The maximum size of any object in a given programming language is determined by a combination of the OS, the CPU architecture and the compiler/linker in use.
size_t is defined to be big enough to hold the size value of the largest possible object.
This usually means that size_t is typedef'ed to be the same as the largest int type available.
So on a 32 bit environment it would typically be 4 bytes and in a 64 bit system 8 bytes.
size_t is defined for the platform that you are compiling for. Hence it can represent the maximum for that platform.
size_t is the return of the sizeof operator (see 7.17 c99) therefore it must describe the largest possible object the system can represent.
Have a look at

int v/s. long in C

On my system, I get:
sizeof ( int ) = 4
sizeof ( long ) = 4
When I checked with a C program, both int & long overflowed to the negative after:
a = 2147483647;
If both can represent the same range of numbers, why would I ever use the long keyword?
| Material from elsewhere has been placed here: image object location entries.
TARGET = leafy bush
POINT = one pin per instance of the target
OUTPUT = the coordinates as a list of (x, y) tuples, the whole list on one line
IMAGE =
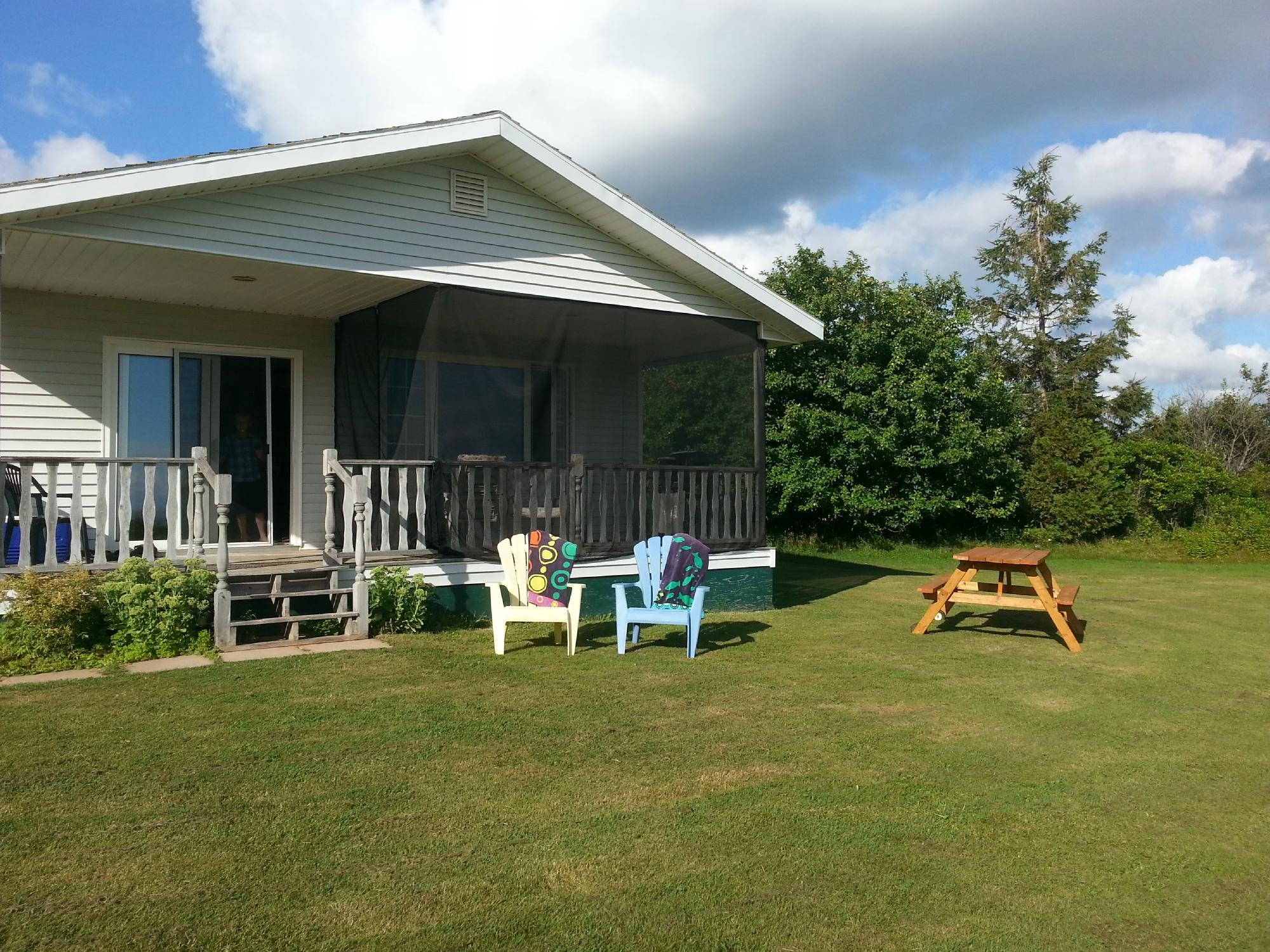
[(157, 610), (892, 426), (1234, 526), (54, 619), (401, 602), (1173, 486)]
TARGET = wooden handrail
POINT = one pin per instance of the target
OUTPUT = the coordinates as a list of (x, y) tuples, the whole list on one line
[(172, 488)]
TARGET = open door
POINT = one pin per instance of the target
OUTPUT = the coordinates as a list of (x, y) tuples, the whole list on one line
[(238, 407)]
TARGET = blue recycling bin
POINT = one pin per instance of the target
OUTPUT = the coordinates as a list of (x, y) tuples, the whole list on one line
[(13, 541)]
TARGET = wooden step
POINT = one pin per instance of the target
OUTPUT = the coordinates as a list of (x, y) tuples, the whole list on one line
[(302, 593), (291, 619)]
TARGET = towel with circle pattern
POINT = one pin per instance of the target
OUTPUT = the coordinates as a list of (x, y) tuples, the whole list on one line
[(552, 560)]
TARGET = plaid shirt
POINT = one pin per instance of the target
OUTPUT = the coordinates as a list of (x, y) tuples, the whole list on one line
[(239, 456)]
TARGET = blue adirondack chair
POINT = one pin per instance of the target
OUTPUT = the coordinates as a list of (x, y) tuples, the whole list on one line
[(650, 560)]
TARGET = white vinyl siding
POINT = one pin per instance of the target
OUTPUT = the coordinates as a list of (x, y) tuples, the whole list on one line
[(398, 223), (53, 362)]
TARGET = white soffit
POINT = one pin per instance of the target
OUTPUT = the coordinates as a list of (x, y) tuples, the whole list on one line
[(493, 138)]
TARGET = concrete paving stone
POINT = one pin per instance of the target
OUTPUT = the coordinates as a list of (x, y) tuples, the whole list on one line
[(77, 675), (257, 654), (168, 664), (361, 645)]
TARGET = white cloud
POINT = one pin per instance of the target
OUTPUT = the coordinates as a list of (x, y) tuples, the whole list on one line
[(59, 155), (1179, 314), (717, 115), (1142, 166), (53, 95), (935, 234), (939, 233)]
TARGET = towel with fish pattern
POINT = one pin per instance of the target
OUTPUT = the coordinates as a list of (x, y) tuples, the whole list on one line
[(685, 569)]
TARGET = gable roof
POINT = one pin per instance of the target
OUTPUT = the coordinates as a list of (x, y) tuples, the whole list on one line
[(492, 138)]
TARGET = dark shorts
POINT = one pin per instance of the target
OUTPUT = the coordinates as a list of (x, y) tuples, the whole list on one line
[(251, 497)]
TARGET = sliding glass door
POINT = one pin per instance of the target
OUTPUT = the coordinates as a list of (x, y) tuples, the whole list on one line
[(236, 406)]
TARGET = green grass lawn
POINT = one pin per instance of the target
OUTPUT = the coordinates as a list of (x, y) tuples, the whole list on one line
[(817, 779)]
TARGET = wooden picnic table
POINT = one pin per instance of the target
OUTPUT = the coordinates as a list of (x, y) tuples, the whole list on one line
[(1041, 595)]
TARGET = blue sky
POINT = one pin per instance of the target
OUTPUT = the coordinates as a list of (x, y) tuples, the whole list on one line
[(887, 129)]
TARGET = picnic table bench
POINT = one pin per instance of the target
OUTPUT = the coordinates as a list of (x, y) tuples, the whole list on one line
[(1042, 592)]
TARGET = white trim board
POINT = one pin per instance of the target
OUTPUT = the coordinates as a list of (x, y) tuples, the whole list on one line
[(476, 572), (495, 139)]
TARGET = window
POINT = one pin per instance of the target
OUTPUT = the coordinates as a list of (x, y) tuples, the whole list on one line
[(446, 409), (481, 411), (406, 406)]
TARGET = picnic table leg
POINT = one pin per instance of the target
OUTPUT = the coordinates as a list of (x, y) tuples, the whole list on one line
[(1050, 578), (1047, 600), (942, 600)]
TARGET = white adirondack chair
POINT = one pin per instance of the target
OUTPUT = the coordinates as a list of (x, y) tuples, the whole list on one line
[(515, 555)]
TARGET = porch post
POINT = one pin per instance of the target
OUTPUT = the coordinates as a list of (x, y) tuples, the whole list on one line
[(761, 442), (223, 496), (580, 478), (361, 591), (328, 472), (197, 505)]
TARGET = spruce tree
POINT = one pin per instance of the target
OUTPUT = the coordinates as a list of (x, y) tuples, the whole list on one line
[(1038, 328)]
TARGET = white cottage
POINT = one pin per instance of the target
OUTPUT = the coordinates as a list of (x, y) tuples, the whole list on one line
[(425, 338)]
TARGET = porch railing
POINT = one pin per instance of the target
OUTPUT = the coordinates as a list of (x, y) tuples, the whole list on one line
[(417, 506), (82, 510)]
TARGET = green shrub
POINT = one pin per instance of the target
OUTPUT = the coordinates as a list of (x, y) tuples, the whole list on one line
[(1234, 526), (54, 618), (1173, 486), (401, 602), (158, 610)]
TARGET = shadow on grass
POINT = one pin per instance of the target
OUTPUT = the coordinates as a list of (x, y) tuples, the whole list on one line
[(1003, 621), (603, 637), (802, 579)]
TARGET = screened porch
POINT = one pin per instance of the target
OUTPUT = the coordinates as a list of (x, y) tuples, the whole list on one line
[(474, 416)]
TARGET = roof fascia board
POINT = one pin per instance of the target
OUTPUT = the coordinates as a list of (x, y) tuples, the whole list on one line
[(69, 196), (227, 169), (671, 237)]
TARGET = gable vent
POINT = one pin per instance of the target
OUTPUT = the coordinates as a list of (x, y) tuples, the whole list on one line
[(468, 194)]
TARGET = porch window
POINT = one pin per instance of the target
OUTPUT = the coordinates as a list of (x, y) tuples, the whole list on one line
[(446, 409)]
int has a minimum range of -32767 to 32767, whereas long has a minimum range of -2147483647 to 2147483647.
If you are writing portable code that may have to compile on different C implementations, then you should use long if you need that range. If you're only writing non-portable code for one specific implementation, then you're right - it doesn't matter.
Because sizeof(int)==sizeof(long) isn't always true. int normaly represents the fastest size with at least 2*8 Bit. long on the other hand is at least 4*8 Bit.
C defines a number of integer types and specifies the relation of their sizes. Basically, what it says is that sizeof(long long) >= sizeof(long) >= sizeof(int) >= sizeof(short) >= sizeof(char), and that sizeof(char) == 1.
But the actual sizes are not defined, and depend on the architecture you are running on. On a 32-bit PC, int and long are typically four bytes and long long is 8 bytes. But on a 64-bit system, long is typically 8 bytes, and thus different from int.
There is also a type called uintptr_t (and intptr_t) that is guaranteed to have the same size as data pointers.
The important thing to remember is to not assume that you can, for example, store pointer values in a long or an int. Being portable is probably more important than you think, and it is likely that you will want to compile your code on a 64-bit system in the near future.
I think it's more of a compiler issue nowadays, since computers has gone much faster and demands more numbers, as was the case before.
On different platform or with a different compiler, the int and long may be different.
If you don't plan to port your code to anything else or use a different machine, then pick the one you want, it won't make a difference.
It depends on the compiler, and you might want to check this out: What does the C++ standard state the size of int, long type to be?
The size of built-in data types is variable depending on the C implementation, but they all have minimum ranges. Nowadays, int is typically 4 bytes long (32-bits) because most OS are 32-bit. Note that char will always be 1 bytes.
The size of a data type depends upon the compiler. Different compilers have diffrent size of int and other data types.
So if you make a code which is going to run on diffrent machine you should use long or it is depend on the range of the value tha t ur variable may have.